# Floating Thingy!!!



## Sonder (May 9, 2020)

So through our lives we at times go through transitions. I went through a phase where I wanted a floating craft to go fishing. I first got a Bucks Bag I had a Bighorn like this Mustang – Buck's Bags

I switched over to a Water Skeeter River Tamer II kind of like this Water Skeeter River Tamer Pontoon

This was bullet proof and I have no clue why they went out of business!

A reel good friend of mine JS hooked me up with a great deal on this lil feller. 

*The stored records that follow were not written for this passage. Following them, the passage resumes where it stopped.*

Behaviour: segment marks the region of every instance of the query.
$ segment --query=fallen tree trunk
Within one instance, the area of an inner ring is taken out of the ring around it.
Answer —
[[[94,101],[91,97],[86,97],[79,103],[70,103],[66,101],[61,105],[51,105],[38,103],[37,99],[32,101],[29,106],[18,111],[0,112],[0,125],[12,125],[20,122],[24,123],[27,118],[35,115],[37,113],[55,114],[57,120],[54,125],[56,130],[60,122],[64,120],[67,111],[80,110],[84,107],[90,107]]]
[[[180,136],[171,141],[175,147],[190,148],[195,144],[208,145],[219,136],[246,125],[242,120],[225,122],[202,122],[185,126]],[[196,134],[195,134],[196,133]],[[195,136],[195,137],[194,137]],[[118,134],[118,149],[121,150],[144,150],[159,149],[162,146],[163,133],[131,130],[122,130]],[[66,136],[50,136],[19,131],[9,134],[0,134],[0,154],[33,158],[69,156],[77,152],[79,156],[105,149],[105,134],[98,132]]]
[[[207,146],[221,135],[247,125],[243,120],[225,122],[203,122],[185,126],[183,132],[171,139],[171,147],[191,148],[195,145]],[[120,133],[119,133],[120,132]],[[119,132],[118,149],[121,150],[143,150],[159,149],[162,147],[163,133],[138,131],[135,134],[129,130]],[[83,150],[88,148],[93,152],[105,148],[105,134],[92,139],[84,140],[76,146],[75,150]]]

It’s a Water Skeeter – Water Bug Float Tube! I will be using this in still waters from Conneaut Lake, Lake Erie (along the breakwalls), and a few others! lol

In 2024 this will be looking for trouts in Maine!

Thank you, JS!


----------



## ohiotuber (Apr 15, 2004)

Brings to mind my all time favorite float tube...A Wood River top of the line tube. It was built like a tank..1,000 denier nylon. I had that until my knees & balance started troubling me & sadly, I quit tubing.

Mike


----------



## Sonder (May 9, 2020)

ohiotuber said:


> Brings to mind my all time favorite float tube...A Wood River top of the line tube. It was built like a tank..1,000 denier nylon. I had that until my knees & balance started troubling me & sadly, I quit tubing.
> 
> Mike


I hear ya my friend!


----------



## TheCream (Mar 19, 2009)

I've used kayaks and paddle boards for years. A few years ago, in Utah, I got to use a float tube for the first time. That was a challenge for me! I'm not used to paddling myself backwards, and the biggest hurdle for me was "boat" control in the wind on an alpine lake. I spent a lot more time learning how to go and how to stay put than I did fishing in the first part of the day.


----------



## Sonder (May 9, 2020)

Yea back in 1993 when I took my first belly boat onto lake erie it was a learning curve. I only go when the winds are of the south and the waves 1 foot max gotta play it smart. I would never take it to a place where I did not have some type of cover from the winds


----------



## Sonder (May 9, 2020)

Well I am upping my game pulling the trigger and getting a new River Toon it will be a Bronco Xtreme 9ft – Buck's Bags I know it will get alot of use. I will also be taking it to fish the North and South Holston at some point!


----------



## rickerd (Jul 16, 2008)

My buddy has a couple same type not MFR. They are 17 years old now. They work great we have taken them for Salmon in MI a few times, and Au Sable in MI for trout. I wanted to get them over to try below Kinzua dam but he moved out to MT now.

Rickerd


----------



## Sonder (May 9, 2020)

Yea I totally get it when I had my river tamer 2 by skeeter it was abused from the SR, upper Potomac, and even lol the Catt a few times. O yea the clearfork n other trout stream. Lol


----------



## rickerd (Jul 16, 2008)

Sonder said:


> Yea I totally get it when I had my river tamer 2 by skeeter it was abused from the SR, upper Potomac, and even lol the Catt a few times. O yea the clearfork n other trout stream. Lol


Upper ClearFork? if so you are a dog. I would love that float.
How about Grand, Cuyahoga, Conny. Yea buddy!

Rickerd


----------



## Sonder (May 9, 2020)

I plead the fifth lol the CF does not fish like it used to from the farms down to the old green iron bridge but still pretty float. Do you have access to a toon?


----------



## rickerd (Jul 16, 2008)

I have a kayak rarely used. I could borrow a toon from my friend's dad. 
Rickerd


----------



## Sonder (May 9, 2020)

rickerd said:


> I have a kayak rarely used. I could borrow a toon from my friend's dad.
> Rickerd


Well when I get my new toon we will have to share some water for something!


----------



## rickerd (Jul 16, 2008)

Yes I'd like that. I could probably buy the toons from his Dad since he is in MT and Dad is 80 yo now. I love the fishing position on the toons. My eyes are higher and able to read the water better than the kayak. 

Rickerd


----------



## Sonder (May 9, 2020)

rickerd said:


> Yes I'd like that. I could probably buy the toons from his Dad since he is in MT and Dad is 80 yo now. I love the fishing position on the toons. My eyes are higher and able to read the water better than the kayak.
> 
> Rickerd


 Check your inbox


----------